Что в гараже происходило, видеть было нельзя. Не кинулся туда никто, так как опешили все и стояли как заколдованные. Дубов же тем временем вышел, заглянул ещё раз в гараж и затем дверь запер. На неё он повесил громадный, нестандартный замочище, который владельцу под стать был, и после сказал спокойно:
– Ребята, идите домой, отдыхайте, – и ушёл.
Дубов, хотя и был в запарке, но прекрасно сознавал, что за повешенного техника светит не только конец нормальной жизни, но и трибунал, и тюрьма; но по-другому он поступить не мог.
«Пусть тюрьма. Но как после ребятам в глаза смотреть, коли по-другому сделать? Ведь как они меня уважают! Как отработали чётко! Пусть помнят про своего командира. В их глазах лишь таким образом я человеком смогу остаться!» – так грустно размышляя, Дубов шагал домой.
А оторопевший экипаж наконец вышел из оцепенения.
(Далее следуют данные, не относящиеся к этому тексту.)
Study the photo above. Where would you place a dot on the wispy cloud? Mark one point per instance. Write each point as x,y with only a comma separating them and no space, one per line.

Лётчики поняли, что командир сотворил что-то страшное, скорее всего, просто убил соседа, и потому их дико потянуло в гараж, чтобы, если ещё жив Сенопузенко, помочь ему. Но как? Самодельный замочек на гараже можно было сбить только из пушки. Поэтому экипаж пошёл по более реальному пути.
– Мужики, ломай ворота! – неистово заорал правый лётчик Бревнов.
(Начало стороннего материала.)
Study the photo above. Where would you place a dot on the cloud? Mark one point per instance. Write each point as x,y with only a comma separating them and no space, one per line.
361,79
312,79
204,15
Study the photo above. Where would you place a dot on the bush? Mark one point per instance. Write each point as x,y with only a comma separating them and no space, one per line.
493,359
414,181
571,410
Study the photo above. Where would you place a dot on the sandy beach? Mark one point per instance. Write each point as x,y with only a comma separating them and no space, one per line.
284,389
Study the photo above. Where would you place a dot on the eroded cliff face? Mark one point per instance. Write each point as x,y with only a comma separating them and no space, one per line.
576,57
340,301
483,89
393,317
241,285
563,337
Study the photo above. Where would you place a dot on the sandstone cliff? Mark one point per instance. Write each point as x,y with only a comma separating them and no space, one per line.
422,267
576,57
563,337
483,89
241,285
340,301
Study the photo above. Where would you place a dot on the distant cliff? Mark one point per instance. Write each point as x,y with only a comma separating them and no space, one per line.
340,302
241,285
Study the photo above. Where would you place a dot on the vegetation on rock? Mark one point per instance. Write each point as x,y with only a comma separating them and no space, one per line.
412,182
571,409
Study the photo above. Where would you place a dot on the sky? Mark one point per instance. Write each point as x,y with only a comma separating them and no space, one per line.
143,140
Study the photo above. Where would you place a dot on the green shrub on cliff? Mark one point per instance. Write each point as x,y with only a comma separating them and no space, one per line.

Так же оперативно бревно нашли и принялись таранить деревянную, обитую железом дверь. На тринадцатом ударе она поддалась, и ватага в гараж влетела. Лётчик Бревнов, узрев висящего Сенопузенко, моментально отчекрыжил верёвку авиационным ножом, и Иван в руки коллег упал. Бездыханное тело вынесли, положили под посаженное дерево и стали, кто как мог, приводить его в чувство.
В экипаже майора Дубова никто не умел, как следует, искусственное дыхание делать, но всем очень хотелось вернуть капитана к жизни, дабы командира своего горячего от неминуемой каталажки спасти.
Видимо, Всевышний услышал их. Гвардии капитан Сенопузенко Иван Иванович жив остался. Он открыл глаза, пришёл немного в себя, встал и домой пошёл.
Жаба не давила. На душе было легко и прекрасно, а чувство какой-то особенно приятной удовлетворённости пересиливало боль в шее, которая, надо сказать, болела здорово. Мысли, как никогда, светились чистотой и свежестью. Не хотелось больше никаких гадостей делать. Чувство справедливого наказания, которое часто у здорово провинившихся детей бывает, переполняло сознание.
И вот тут только вспомнил, наконец, Иван Иванович про чеснок. В гараж он не заходил, а потому, за чем послали, нести не мог. А борщ без чеснока, понимал, это не борщ совсем.
Возвращение в гаражи не рассматривалось, после всего что было. Ладно, коли спасли, вешать не станут снова, только ведь стыдно как.
Из размышлений грустных соседка вывела, следом, шла что с авоськой из гаражей.
– Чем, Иван Иваныч, недоволен? Что не весел? – улыбнулась симпатично женщина.
– Чем, Нина Михайловна? Да вот пошёл за чесноком в гараж, там ни одной головки нету. Борщ жена сварила, ну а он без чеснока какой?
– Заходи, я, сколько надо, дам.
До квартиры дошагали скоро, получил чеснок Иван Иванович и уже идти домой собрался, а соседушка и говорит:
– Ты на шкафу мне не поправишь дверцу, мужика-то в доме нет, а бабе очень тяжело одной
– А чего ты Нина не пойму одна? Такая ладная. Такая справная. Муж ушёл и черти с ним, зато любовников могла бы хоровод водить.
– Всё не попадаются какие надо. Дубов вот недавно приходил майор, жена уехала, а он всё клинья ладил. Много спирту и вина принёс, только я ему отлуп дала.
– Почему отлуп?
– А потому что руки у него из жопы выросли. Попросила дверочку, вот как тебя поправить, до конца лишь отломал к шутам.
От услышанного сердце капитана застучало веселее, и отмщения скорей потребовало.